Fez de tudo um pouco: coreografia, dança, aulas de composição musical e até aulas de japonês, o que considerou mais difícil. Entrou em contato com jovens obstinados por ideias inovadoras e descobriu sua missão na vida: desenvolver do zero soluções tecnológicas para ajudar as pessoas, por meio de sua própria startup.

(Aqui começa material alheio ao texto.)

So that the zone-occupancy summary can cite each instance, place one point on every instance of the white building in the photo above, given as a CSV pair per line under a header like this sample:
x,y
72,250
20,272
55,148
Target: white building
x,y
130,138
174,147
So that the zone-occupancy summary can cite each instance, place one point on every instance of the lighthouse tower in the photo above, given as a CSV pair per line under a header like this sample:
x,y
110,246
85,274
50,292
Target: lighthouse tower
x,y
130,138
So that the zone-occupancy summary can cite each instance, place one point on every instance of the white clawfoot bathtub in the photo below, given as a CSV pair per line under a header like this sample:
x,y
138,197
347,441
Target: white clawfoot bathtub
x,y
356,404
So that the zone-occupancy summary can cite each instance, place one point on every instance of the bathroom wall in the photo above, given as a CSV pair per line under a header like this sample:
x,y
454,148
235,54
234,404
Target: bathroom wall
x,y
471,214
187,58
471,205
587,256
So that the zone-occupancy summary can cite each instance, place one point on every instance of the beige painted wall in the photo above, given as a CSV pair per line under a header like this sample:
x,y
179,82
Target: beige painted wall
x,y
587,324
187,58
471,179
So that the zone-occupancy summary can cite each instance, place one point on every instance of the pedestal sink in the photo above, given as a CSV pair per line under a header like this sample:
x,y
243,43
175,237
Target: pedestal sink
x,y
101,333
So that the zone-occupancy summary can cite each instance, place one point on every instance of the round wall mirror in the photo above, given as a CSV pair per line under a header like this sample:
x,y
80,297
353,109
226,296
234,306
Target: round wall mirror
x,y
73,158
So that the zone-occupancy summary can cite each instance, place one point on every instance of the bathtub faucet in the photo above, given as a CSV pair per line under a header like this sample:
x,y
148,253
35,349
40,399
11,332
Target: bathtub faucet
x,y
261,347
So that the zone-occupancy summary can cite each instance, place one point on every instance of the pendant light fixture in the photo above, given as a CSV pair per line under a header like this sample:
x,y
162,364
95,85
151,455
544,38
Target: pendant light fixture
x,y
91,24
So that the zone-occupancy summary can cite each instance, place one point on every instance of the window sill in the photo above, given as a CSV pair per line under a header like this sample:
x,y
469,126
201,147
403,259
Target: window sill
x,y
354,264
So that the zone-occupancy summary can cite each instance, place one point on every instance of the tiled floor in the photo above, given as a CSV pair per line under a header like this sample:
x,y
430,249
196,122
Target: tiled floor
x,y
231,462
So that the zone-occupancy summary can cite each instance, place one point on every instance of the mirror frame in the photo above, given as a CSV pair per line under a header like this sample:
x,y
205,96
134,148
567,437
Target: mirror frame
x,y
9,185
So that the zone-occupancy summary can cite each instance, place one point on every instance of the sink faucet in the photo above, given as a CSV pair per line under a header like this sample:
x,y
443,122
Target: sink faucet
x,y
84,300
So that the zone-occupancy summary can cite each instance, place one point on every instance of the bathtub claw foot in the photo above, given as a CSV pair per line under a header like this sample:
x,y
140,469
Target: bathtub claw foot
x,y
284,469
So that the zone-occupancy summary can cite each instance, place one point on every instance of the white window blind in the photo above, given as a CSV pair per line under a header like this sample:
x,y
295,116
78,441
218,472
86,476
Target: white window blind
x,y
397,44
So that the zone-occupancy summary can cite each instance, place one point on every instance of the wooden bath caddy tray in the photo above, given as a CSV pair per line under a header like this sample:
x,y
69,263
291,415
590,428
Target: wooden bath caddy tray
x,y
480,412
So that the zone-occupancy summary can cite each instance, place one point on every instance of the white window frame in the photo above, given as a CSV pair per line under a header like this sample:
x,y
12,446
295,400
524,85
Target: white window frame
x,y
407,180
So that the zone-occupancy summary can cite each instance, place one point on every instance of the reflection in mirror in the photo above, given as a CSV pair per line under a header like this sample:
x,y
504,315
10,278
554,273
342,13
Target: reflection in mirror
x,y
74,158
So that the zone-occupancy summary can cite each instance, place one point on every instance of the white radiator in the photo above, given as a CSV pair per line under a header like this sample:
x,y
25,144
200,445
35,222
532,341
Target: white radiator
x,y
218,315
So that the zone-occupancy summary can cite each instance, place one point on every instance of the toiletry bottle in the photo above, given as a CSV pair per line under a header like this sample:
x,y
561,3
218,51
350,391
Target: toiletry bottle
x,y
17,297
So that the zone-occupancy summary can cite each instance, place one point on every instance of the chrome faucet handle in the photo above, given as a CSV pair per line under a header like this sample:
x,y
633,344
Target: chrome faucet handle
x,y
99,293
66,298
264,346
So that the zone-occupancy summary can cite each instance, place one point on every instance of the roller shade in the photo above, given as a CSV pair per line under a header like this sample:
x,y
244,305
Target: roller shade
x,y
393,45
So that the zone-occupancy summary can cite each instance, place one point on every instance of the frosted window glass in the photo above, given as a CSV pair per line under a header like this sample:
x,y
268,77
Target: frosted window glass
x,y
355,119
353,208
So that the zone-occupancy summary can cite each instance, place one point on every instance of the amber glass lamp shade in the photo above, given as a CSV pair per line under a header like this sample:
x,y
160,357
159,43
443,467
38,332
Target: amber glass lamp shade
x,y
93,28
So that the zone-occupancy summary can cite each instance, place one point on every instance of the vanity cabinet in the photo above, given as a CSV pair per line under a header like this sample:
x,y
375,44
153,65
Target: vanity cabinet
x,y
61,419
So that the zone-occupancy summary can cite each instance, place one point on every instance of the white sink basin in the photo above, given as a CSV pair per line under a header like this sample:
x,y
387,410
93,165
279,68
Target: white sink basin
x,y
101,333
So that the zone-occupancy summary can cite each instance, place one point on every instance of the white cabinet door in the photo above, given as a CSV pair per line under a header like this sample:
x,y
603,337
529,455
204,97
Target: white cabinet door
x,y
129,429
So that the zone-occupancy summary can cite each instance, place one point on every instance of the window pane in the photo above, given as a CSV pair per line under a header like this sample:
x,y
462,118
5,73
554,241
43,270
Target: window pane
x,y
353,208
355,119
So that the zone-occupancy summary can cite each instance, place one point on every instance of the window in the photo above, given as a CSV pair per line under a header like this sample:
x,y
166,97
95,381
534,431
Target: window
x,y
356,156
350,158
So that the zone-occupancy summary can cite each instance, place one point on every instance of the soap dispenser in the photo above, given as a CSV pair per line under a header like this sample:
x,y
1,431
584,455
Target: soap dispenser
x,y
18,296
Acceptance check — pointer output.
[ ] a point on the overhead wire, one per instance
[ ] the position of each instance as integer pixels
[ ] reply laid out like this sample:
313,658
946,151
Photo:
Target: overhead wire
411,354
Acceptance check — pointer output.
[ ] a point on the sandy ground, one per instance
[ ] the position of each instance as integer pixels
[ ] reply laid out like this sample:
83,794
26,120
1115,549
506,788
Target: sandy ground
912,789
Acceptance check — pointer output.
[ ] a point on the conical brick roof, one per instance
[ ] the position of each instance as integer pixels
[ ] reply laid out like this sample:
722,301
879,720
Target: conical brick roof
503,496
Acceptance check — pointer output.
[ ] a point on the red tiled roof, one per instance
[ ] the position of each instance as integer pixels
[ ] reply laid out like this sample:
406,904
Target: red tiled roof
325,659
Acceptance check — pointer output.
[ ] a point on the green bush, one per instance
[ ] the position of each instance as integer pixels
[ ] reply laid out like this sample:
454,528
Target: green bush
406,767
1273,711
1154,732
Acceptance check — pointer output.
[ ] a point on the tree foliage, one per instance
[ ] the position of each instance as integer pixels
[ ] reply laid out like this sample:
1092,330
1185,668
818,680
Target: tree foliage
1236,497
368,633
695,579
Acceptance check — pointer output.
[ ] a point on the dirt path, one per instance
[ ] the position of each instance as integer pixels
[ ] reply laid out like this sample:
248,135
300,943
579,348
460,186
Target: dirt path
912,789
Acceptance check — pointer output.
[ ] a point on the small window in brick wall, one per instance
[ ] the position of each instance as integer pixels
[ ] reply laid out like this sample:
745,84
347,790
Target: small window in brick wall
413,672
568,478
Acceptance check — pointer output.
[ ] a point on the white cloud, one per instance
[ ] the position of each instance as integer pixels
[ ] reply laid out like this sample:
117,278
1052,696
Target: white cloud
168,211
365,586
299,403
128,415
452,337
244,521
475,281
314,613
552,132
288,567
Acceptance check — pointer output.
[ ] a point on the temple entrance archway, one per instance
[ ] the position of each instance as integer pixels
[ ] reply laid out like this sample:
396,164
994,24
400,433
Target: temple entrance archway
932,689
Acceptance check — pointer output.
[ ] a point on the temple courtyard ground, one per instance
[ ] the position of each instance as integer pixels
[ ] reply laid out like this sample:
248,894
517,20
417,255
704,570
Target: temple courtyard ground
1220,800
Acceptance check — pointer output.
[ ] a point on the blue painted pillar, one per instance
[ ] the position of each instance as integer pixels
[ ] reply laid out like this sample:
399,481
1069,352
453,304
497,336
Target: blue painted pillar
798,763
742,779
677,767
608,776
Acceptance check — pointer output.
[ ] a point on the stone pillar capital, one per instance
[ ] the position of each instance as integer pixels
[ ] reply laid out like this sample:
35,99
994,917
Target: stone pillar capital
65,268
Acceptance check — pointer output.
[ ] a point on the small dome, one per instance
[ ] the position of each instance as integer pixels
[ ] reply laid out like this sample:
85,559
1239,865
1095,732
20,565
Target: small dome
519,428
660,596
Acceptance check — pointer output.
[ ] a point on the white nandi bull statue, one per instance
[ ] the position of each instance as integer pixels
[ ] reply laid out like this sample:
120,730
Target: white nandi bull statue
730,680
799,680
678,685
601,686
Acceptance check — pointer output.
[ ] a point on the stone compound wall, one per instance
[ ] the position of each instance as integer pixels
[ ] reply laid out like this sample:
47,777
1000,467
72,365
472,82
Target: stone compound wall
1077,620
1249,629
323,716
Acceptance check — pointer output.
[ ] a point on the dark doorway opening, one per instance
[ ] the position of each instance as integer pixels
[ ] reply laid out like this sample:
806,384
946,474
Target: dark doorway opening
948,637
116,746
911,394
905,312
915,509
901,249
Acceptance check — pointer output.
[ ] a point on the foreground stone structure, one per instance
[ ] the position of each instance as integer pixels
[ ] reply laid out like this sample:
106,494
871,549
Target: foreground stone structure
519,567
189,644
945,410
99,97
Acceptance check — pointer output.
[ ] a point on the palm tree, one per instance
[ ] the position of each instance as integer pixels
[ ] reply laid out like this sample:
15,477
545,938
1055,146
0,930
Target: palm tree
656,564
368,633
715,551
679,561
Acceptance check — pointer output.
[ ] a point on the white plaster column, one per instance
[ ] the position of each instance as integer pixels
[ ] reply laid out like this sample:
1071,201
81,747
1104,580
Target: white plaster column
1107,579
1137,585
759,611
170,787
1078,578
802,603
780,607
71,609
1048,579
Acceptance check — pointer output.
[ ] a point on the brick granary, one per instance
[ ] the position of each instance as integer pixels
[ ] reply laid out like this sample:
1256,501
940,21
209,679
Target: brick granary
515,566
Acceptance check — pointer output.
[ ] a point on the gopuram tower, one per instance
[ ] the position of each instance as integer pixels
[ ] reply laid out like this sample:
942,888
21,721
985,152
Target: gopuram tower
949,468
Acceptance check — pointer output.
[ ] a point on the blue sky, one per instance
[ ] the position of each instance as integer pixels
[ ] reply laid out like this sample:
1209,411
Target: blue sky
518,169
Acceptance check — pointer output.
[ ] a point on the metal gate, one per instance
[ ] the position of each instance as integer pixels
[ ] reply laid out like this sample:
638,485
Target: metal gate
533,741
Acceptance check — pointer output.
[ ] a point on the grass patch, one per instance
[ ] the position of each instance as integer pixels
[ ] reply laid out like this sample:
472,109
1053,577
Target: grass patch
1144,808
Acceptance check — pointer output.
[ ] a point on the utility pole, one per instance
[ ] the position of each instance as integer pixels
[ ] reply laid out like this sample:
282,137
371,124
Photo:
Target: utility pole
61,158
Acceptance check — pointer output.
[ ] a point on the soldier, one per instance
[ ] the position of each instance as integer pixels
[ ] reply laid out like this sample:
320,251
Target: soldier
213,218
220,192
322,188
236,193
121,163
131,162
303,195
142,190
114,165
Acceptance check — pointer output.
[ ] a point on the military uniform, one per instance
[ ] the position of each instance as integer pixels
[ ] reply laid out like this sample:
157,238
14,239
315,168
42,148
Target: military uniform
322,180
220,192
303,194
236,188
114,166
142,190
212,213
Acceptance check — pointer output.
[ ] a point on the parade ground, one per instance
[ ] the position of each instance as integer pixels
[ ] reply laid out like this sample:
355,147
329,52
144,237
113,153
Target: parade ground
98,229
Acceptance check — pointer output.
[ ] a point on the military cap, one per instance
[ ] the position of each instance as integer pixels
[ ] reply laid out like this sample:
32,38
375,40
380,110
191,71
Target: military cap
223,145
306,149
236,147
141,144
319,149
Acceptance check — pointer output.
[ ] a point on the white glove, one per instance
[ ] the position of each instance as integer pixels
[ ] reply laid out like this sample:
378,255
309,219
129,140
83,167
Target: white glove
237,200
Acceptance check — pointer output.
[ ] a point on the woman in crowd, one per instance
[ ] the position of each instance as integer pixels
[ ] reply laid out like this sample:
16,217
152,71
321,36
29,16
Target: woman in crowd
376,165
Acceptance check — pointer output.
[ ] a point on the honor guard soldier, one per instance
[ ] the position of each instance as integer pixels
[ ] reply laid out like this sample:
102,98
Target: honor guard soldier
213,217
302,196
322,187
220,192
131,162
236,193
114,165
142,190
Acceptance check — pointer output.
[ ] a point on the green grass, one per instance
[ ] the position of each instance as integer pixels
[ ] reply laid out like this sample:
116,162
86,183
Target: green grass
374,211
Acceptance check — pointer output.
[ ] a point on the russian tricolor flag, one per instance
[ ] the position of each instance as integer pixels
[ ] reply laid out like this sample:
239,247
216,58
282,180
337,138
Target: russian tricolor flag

“Paixão é uma das coisas que realmente fazem você dar o melhor de si. Quando encontrar a sua, entenderá muito melhor quem você é e será capaz de trabalhar no que realmente importa para você. Ser capaz de se concentrar em suas paixões é um sentimento incrivelmente maravilhoso. Certifque-se de senti-lo”, diz.

Pontos
Teste o produto
Quando um negócio começa, há apenas a suposição de que as pessoas querem o produto. O empreendedor pode buscar formas de testar essa hipótese na prática. O Groupon, por exemplo, começou como um blog, os cupons eram feitos com um gerador de PDF e enviados para lotes de e-mails no fim do dia.

Peça ajuda
Diante de problemas aparentemente sem resposta, vale a pena conversar com outras pessoas. Se você pedir opiniões para as pessoas certas, é bem possível que alguém tenha tido um problema semelhante ao seu e possa ajudá-lo a seguir na direção certa. Busque ajuda de quem conseguiu. Não tenha vergonha de mandar e-mails para alguém que não conhece pessoalmente.

Seja humilde
Humildade nos negócios parece básico. Mas não é tão simples. Ser humilde é admitir que se pode aprender com os outros e buscar esse aprendizado. Por outro lado, se você apenas tenta parecer humilde com a intenção de arregimentar apoio, cedo ou tarde será desmascarado.

Faça Networking
O networking está no coração do Vale do Silício e é responsável por grande parte do que a região é hoje. Ser bom em conectar pessoas pode ajudá-lo a encontrar um parceiro de negócios, um mentor e um advogado. Pode ajudá-lo a levantar capital, divulgar a sua empresa e muito mais. Seu sócio pode estar a duas apresentações de distância.